Breaking News

Dunia Pendidikan Nasibmu Kini …


 Tabloidbijak.co - Hari itu sore, hampir memasuki waktu sholat Ashar, tepatnya hari Rabu kemarin. Saat itu bertepatan dengan jadwal rapat Pengurus PWI Sumbar.

Kedatangan dua orang teman yang notabene berprofesi tenaga pendidik.


Kami duduk bertiga dibawah pohon yang rindang terletak antara Youth Center dengan PWI Sumbar.


Banyaklah mereka bercerita tentang pengalaman melaksanakan tugas dan fungsinya.


Kami juga membicarakan isu guru honorer yang di non job kan kepala sekolah, ternyata teman kuliah sahabat saya ini ketika kuliah di FKIP UBH dulu.

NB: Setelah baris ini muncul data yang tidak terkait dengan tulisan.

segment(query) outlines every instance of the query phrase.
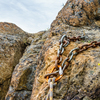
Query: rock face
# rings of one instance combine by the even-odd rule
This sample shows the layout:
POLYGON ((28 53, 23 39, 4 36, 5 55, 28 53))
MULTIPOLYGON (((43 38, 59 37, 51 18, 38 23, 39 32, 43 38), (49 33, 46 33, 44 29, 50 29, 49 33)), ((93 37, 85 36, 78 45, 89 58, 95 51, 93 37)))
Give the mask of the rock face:
POLYGON ((99 19, 99 0, 68 0, 56 19, 51 24, 53 33, 62 32, 64 24, 71 26, 91 25, 94 19, 99 19), (63 23, 63 24, 62 24, 63 23), (59 30, 58 27, 59 26, 59 30))
MULTIPOLYGON (((65 48, 63 61, 73 48, 100 42, 99 16, 99 0, 68 0, 48 31, 29 34, 14 24, 0 23, 0 100, 45 100, 49 85, 44 75, 55 66, 59 39, 62 35, 86 37, 65 48)), ((99 77, 97 46, 73 57, 54 86, 53 98, 100 100, 99 77)))
POLYGON ((19 100, 19 98, 30 100, 38 54, 46 39, 44 32, 34 35, 31 45, 26 48, 19 63, 15 66, 6 100, 19 100))
MULTIPOLYGON (((82 44, 90 41, 100 41, 100 30, 90 27, 67 28, 67 36, 82 35, 83 32, 88 38, 84 41, 71 42, 65 48, 63 60, 68 53, 82 44), (71 30, 70 30, 71 28, 71 30)), ((36 70, 35 82, 31 100, 45 100, 49 92, 49 85, 44 75, 50 72, 55 66, 57 50, 59 49, 60 36, 54 36, 45 42, 40 52, 39 64, 36 70)), ((90 48, 77 56, 74 56, 70 65, 65 70, 63 77, 54 86, 54 100, 99 100, 100 98, 100 47, 90 48)))
POLYGON ((12 72, 22 57, 30 35, 14 24, 0 23, 0 100, 5 98, 12 72))

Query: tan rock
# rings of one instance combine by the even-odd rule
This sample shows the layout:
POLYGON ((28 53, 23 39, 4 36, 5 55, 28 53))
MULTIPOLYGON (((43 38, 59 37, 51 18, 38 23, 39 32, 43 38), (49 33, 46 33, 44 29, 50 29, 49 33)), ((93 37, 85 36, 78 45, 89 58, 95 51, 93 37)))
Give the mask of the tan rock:
MULTIPOLYGON (((63 60, 73 48, 90 43, 90 41, 100 40, 100 31, 98 29, 85 27, 70 29, 67 29, 69 32, 67 33, 68 36, 78 36, 83 34, 84 31, 88 38, 84 41, 71 42, 65 48, 62 56, 63 60)), ((41 55, 36 69, 31 100, 45 100, 49 92, 49 86, 44 79, 44 75, 49 73, 50 69, 55 65, 57 50, 59 48, 59 38, 60 36, 54 36, 46 41, 40 52, 41 55)), ((100 87, 100 80, 98 78, 100 77, 99 57, 99 46, 90 48, 75 56, 69 67, 65 70, 63 77, 54 86, 54 100, 80 100, 85 96, 90 97, 92 100, 99 98, 99 94, 96 92, 97 90, 99 91, 100 87)))

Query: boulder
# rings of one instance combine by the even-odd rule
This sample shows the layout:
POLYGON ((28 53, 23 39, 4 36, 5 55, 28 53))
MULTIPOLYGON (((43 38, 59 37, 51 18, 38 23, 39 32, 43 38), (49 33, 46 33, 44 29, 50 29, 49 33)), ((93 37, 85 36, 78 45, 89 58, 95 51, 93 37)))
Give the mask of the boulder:
POLYGON ((32 86, 35 78, 38 55, 46 40, 48 32, 41 31, 28 38, 31 45, 27 46, 19 63, 12 73, 11 83, 6 100, 30 100, 32 86))
MULTIPOLYGON (((73 28, 67 28, 67 34, 65 35, 77 37, 84 33, 86 39, 71 42, 68 47, 65 48, 62 55, 63 60, 72 49, 78 46, 89 44, 92 41, 100 42, 99 28, 73 28)), ((36 68, 31 100, 45 100, 49 92, 49 85, 44 76, 50 72, 53 66, 55 66, 61 35, 53 36, 44 43, 36 68)), ((99 77, 100 46, 97 46, 96 48, 89 48, 88 50, 79 53, 77 56, 74 56, 68 68, 64 71, 63 77, 57 81, 57 85, 54 86, 54 100, 87 100, 86 98, 99 100, 99 77)))
POLYGON ((28 44, 27 38, 32 36, 15 24, 0 23, 0 100, 4 100, 8 91, 12 72, 19 63, 28 44))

Teman satu kos lagi katanya.


Sahabatku ini bercerita, kemarin aku ditelpon oleh seseorang yang nomornya tidak aku ketahui, katanya.


Ternyata, setelah diangkat dan ditanya rupanya teman sekelas sewaktu SMA dulu. 


Dia bercerita anaknya sedang kuliah 2 orang dan satu di SMP dan dia sudah lama ditinggalkan suami dan artinya membesarkan anak sendiri alias membesarkan anak yatim.


Dan setelah berbincang bincang agak lama kemudian dia menyampaikan keinginan untuk meminjam uang Rp 200 ribu. 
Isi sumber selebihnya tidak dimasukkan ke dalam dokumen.